The Secretary of State for Transport believes this will create “one guiding mind” to manage the rail network. To many this sounds suspiciously like a return to the days of the state-owned monolith British Rail – an era spanning nearly half a century, from the 1940s to 1990s, and one characterised by chronic decline and feeble sandwich jokes. Its advertising slogan, “This is the age of the train,” could quite as easily have been taken as literal reference to its out-of-date rolling stock and not the bright new future its creators intended.
Even Lew Adams, the former boss of the Associated Society of Locomotive Engineers and Firemen (ASLEF) union has claimed that under state ownership “all we got were cuts, cuts, cuts,” while private ownership had led to “more members in the trade union, more train drivers, and more trains running. The reality is that it worked, we’ve protected jobs, and we got more jobs.”
Despite steam locomotives taking their first puff here in Britain, over the last two centuries there has been little to make us feel misty-eyed or nostalgic. It is unlikely the Williams Report will set us on the right track. The new structure proposed today may retain the current complexity and artificial fragmentation, keeping costs high for taxpayers, while at the same time undermining the benefits of competition.
Rather than re-imposing this model, the government should leave it to the market discovery process to improve the railways’ efficiency, with train operators and other private firms free to take over the infrastructure and decide service levels.
Critics will claim history teaches us that privatisation is doomed to fail. But despite the constraints placed on private operators in the past and despite the imposed fragmentation to give the impression of market competition in the 1990s, some of the more enterprising private companies were still able to bring innovation to the sector.

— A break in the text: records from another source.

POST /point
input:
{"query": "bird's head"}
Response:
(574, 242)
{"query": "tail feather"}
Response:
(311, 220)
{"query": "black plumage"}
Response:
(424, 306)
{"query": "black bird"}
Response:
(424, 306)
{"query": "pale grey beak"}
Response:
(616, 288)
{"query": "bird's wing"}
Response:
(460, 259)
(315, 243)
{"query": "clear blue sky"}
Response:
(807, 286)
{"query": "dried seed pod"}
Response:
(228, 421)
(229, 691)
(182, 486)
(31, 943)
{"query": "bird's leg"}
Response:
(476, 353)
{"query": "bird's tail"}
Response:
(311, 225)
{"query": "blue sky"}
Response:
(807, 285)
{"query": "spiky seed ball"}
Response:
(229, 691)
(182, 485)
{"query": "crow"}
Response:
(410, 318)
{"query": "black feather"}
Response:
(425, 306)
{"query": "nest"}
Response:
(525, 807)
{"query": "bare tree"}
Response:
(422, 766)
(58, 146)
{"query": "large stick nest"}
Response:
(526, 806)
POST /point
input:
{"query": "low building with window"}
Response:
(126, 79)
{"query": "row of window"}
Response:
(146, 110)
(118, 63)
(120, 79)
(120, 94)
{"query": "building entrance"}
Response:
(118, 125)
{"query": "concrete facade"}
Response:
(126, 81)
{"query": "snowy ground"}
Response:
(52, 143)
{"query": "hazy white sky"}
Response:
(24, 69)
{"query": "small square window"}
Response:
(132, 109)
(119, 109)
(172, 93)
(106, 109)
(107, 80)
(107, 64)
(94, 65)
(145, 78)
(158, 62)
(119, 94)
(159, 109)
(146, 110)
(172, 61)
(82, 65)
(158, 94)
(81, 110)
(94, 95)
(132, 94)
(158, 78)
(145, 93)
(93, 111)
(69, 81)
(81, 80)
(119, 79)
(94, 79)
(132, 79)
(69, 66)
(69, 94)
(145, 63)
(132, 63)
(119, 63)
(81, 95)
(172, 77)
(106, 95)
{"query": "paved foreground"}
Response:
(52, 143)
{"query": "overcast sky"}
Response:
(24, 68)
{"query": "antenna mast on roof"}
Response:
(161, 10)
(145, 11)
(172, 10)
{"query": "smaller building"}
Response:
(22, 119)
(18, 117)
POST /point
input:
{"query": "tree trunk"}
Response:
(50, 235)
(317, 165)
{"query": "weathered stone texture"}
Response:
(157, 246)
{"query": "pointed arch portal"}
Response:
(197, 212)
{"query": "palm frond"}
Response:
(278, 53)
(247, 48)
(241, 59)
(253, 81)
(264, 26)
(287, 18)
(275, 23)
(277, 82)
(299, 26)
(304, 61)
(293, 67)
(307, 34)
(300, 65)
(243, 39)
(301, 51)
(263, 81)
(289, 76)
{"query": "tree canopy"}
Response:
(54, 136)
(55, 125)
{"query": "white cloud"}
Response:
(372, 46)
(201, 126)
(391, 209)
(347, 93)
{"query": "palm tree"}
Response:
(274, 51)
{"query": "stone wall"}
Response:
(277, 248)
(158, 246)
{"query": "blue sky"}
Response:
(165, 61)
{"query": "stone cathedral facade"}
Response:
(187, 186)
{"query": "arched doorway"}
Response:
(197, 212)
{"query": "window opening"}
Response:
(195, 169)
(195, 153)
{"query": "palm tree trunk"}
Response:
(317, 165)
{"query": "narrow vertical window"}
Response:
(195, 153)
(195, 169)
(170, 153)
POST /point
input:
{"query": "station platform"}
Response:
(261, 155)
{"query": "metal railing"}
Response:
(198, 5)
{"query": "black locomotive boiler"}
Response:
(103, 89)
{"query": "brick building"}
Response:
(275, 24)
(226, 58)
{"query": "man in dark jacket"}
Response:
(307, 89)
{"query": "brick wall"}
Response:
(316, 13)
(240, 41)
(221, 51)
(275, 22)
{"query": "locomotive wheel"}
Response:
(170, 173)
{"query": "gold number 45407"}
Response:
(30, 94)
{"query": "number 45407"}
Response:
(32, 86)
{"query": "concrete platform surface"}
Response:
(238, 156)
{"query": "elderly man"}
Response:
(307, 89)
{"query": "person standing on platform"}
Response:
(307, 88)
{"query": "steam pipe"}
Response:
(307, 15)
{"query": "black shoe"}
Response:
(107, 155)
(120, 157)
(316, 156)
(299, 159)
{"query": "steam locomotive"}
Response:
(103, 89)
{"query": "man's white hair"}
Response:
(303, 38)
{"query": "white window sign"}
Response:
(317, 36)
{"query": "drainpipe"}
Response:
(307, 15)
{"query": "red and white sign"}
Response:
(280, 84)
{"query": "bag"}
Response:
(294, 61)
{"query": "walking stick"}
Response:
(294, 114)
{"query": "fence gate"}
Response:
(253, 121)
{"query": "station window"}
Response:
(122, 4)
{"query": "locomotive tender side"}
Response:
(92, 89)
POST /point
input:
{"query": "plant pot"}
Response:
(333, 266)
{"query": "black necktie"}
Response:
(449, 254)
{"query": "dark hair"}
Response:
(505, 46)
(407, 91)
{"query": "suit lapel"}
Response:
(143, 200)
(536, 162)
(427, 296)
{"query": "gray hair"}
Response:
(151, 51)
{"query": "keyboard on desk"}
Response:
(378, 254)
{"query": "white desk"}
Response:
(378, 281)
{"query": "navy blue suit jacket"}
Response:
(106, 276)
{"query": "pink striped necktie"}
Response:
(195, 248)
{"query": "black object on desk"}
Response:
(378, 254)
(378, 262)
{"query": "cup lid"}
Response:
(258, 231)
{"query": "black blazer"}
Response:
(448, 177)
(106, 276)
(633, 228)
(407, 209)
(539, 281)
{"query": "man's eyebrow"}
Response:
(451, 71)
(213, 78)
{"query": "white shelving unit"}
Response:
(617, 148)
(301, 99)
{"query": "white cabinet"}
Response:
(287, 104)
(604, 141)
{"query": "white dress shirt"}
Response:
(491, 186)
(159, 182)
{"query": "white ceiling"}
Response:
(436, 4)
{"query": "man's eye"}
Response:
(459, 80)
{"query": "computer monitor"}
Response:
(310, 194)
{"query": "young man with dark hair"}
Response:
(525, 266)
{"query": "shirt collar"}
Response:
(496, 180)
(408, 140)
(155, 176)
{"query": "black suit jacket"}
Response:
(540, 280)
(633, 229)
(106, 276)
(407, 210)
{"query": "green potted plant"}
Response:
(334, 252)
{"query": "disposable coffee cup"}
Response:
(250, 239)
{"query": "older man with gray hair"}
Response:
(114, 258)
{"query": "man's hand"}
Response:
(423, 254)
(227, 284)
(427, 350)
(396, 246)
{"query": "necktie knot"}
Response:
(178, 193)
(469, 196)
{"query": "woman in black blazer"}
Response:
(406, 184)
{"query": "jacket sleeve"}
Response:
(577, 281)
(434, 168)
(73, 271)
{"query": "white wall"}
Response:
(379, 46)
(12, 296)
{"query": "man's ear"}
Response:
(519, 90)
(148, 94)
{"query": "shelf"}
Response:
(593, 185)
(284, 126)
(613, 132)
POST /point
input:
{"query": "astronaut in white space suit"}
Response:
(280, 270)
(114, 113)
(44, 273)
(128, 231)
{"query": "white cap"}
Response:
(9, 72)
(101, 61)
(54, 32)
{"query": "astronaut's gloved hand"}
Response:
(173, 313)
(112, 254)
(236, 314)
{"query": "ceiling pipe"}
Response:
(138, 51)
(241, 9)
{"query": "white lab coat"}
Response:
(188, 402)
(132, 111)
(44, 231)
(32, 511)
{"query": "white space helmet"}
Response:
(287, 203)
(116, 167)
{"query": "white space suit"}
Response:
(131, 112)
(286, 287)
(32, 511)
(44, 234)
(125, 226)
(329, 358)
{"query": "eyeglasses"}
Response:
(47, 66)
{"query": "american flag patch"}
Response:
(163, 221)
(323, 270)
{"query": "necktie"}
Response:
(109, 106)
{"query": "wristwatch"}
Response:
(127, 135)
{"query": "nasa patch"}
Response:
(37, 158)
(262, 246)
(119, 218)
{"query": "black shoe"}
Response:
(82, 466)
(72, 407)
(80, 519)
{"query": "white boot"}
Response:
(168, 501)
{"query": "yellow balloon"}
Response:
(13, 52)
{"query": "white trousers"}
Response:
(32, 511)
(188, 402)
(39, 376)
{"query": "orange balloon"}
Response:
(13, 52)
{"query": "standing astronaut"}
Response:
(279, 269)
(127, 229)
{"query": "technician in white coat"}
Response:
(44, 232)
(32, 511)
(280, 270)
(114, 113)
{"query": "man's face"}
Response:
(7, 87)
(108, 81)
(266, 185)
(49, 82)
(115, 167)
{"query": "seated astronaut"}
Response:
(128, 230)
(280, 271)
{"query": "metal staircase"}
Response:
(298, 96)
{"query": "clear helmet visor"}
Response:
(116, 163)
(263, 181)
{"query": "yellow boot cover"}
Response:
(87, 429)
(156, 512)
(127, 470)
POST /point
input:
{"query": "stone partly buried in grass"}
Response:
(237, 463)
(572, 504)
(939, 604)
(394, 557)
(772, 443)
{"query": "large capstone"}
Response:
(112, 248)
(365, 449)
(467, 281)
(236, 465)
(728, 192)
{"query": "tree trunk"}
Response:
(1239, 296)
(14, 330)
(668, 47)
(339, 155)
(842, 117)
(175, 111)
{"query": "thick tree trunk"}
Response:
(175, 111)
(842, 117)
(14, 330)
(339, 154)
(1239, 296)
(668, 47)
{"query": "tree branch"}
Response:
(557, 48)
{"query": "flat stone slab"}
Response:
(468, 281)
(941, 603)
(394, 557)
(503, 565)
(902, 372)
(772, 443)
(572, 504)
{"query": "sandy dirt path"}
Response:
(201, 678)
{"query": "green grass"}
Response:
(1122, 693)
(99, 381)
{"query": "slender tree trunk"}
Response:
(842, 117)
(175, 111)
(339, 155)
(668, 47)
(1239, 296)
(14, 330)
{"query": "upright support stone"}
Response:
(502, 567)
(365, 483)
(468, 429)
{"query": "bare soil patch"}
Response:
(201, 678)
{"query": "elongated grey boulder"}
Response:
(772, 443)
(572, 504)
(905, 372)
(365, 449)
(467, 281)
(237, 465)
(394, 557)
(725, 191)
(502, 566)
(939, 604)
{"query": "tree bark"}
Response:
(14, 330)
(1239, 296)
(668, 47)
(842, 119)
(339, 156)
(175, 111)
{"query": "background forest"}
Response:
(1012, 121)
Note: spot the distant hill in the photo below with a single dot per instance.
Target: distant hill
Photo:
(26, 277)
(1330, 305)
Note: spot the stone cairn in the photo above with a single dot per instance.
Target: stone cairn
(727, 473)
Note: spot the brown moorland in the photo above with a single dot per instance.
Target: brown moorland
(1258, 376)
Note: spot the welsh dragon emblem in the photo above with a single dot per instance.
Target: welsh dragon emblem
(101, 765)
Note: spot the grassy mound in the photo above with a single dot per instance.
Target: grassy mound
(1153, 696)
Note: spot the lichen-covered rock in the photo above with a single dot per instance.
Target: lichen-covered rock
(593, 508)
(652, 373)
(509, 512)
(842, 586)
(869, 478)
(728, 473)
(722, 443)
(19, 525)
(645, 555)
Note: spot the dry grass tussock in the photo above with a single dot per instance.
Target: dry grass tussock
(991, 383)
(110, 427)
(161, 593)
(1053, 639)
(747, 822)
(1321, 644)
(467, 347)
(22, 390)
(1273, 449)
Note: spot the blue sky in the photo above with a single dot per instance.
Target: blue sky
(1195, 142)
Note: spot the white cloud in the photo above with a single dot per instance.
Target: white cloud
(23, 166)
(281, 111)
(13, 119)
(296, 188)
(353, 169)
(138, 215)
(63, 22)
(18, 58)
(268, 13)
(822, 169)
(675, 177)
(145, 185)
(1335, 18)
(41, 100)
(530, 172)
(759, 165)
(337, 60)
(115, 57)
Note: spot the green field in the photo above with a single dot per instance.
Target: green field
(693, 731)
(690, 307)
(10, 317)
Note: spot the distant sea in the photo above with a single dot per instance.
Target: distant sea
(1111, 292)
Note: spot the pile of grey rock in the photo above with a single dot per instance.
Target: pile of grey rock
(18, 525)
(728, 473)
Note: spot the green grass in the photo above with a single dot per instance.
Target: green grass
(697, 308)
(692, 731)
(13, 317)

Competition between different operators, allowing vertical integration (companies to own track and operate trains) via the market discovery process and phasing out the vast subsidies to the sector, could truly deliver the improved customer service, additional direct trains and lower ticket prices commuters yearn for.
While the current system is flawed, one merit of the 1990s privatisation programme was that it gave train companies the freedom to modernise and innovate, which partially led to a revival in passenger numbers. It would be a shame if – at a time when railways face unprecedented challenges – we were to return to a situation where civil servants and politicians were constantly interfering, and this progress was lost.